My first instinct? Go into my default mode. Run and hide, and definitely don’t write about it until it’s over.
But closing my eyes and thinking no one could see me only worked when I was little. Writing my muse had made me come out of hiding. There was no turning back.
And there was something more. Around the time I met the guy version of me, a dear friend pulled me aside and said, “Stephanie, I love you like family, you know that, so don’t take this the wrong way, but you have no style.”
Of course, I took it the wrong way. I couldn’t possibly get it at the time. Not store-bought style, that’s not what we’re talking about here, but personality style. All that hiding I’d done, not wanting to show people who I am played a number on me.
How can you find your style when you don’t want to draw attention to yourself?
And the same thing happened with my blog. I wanted to shy away from writing about the very things that could give me style.

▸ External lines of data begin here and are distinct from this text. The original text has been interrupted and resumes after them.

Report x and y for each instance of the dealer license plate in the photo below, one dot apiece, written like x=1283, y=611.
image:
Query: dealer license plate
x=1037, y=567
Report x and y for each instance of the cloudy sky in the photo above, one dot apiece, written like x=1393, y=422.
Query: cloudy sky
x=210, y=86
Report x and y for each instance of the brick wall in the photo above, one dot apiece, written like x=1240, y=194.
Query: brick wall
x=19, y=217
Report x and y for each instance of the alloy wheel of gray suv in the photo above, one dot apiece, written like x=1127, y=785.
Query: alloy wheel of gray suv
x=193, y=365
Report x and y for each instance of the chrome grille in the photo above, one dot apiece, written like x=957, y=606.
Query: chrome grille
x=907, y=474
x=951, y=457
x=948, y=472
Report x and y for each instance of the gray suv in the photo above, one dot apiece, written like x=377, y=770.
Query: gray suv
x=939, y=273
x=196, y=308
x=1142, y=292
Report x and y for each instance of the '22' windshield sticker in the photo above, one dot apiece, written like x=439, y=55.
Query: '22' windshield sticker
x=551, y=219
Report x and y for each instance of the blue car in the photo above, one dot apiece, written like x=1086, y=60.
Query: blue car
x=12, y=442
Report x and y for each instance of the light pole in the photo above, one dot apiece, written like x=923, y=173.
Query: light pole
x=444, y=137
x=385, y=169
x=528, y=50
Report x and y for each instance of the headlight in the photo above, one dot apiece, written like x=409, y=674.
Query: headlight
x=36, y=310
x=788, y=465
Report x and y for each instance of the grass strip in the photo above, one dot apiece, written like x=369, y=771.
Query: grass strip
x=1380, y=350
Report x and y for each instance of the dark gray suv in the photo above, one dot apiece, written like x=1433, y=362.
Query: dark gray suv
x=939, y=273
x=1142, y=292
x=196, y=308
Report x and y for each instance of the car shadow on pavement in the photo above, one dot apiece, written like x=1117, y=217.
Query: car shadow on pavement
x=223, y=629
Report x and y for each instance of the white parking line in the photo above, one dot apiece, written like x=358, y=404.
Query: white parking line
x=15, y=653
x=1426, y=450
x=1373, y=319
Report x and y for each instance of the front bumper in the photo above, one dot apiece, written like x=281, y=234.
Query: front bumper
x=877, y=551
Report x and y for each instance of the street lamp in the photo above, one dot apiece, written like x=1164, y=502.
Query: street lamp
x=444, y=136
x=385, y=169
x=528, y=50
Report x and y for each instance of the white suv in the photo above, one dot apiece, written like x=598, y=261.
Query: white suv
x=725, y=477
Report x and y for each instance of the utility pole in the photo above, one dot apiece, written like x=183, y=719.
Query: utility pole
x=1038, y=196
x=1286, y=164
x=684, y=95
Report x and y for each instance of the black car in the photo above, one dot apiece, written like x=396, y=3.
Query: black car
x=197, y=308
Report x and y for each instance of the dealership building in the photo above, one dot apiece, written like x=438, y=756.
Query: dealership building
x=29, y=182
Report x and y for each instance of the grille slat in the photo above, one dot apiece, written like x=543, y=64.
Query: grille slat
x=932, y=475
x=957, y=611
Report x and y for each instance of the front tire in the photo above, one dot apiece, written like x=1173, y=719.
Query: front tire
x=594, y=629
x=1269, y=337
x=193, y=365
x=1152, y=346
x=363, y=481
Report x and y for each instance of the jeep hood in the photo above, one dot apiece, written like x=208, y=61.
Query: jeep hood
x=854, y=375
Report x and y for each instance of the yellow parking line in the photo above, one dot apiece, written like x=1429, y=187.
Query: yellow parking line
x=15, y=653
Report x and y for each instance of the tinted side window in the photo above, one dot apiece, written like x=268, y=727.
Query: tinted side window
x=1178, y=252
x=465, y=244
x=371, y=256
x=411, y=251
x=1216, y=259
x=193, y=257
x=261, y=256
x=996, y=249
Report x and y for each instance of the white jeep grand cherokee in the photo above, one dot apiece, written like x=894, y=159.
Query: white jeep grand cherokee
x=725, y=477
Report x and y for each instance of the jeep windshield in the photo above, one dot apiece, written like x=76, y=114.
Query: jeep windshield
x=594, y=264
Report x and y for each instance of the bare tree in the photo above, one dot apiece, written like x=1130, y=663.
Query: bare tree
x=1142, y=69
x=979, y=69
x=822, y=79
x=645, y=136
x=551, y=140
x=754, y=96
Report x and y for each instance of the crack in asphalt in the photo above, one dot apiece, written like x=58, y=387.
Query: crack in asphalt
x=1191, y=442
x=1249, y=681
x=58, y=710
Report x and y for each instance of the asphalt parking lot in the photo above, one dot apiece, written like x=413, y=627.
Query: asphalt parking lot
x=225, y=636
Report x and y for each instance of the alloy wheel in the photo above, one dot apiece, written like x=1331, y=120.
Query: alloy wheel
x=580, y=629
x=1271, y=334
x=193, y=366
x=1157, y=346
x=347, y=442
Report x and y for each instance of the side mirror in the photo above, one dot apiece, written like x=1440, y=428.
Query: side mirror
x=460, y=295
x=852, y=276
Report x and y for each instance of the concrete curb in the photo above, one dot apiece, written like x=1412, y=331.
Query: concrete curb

So this was my big chance to find my style. Laugh my way through a journey in between sobs, meltdowns, and some pretty ugly moments. Make it something I could live up to. So I let in everyone who wanted to be part of my journey.
And family, friends, people I haven’t talked to in decades, all rallied. It was the most beautiful outpouring of love that I’d ever seen. I finally knew what it meant to have fans loving you and cheering you on.
And so it goes, my second most-loved muse was I Get High With A Little Help From My Friends.
A year and two months have passed and more loved ones are on this journey with me. At least I’m not talking to myself anymore. Because of you, I made it through my rookie year. I can finally say I found myself.